UN: Wahl in Syrien nicht auf Basis von Resolution 2254

Insgesamt treten drei Kandidaten zu den heutigen Wahlen an.

  • Abdallah Saloum Abdallah von der linksgerichteten Nasseristischen Partei Syriens tritt mit dem Motto "Unsere Stärke ist unsere Einheit" an.
  • Baschar al-Assad, der von der Baath-Partei nominiert wurde, proklamiert "Hoffnung liegt in der Arbeit" und "Gemeinsam fordern wir heraus".
  • Der dritte Kandidat, Mahmoud Ahmed Marei, gehört der oppositionellen Demokratischen Arabischen Sozialistischen Union (Dasu) an. Mit zwölf anderen Parteien hatte die Dasu sich 2011 zum Nationalen Koordinationskomitee für Demokratischen Wandel (NCC) zusammengeschlossen, einer zunächst sehr einflussreichen Dachorganisation der syrischen Opposition.

Marei stellt zwei Punkte in den Mittelpunkt seiner Kampagne. Zum einen fordert er ein gemeinsames Engagement für die Freilassung politischer Gefangener.

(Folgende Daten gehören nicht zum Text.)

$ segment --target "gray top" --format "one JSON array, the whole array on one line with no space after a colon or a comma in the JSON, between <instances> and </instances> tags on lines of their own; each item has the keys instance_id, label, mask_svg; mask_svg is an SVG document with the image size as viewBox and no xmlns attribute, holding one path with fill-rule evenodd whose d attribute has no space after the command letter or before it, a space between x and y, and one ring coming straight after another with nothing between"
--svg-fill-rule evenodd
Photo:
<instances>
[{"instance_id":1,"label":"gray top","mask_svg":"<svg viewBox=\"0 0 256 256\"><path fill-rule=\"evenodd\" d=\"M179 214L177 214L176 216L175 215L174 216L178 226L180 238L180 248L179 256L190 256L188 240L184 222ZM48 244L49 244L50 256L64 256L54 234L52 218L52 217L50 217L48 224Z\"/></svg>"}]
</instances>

Zum anderen spricht er sich für eine "Regierung der nationalen Einheit mit einer wirklichen Vertretung der Opposition" aus.

Das syrische Parlament hat Parlamentarierdelegationen aus 14 Staaten als Wahlbeobachter eingeladen: Algerien, Oman, Mauretanien, Russland, Iran, China, Armenien, Venezuela, Kuba, Belarus, Südafrika, Ecuador, Nicaragua und Boliven.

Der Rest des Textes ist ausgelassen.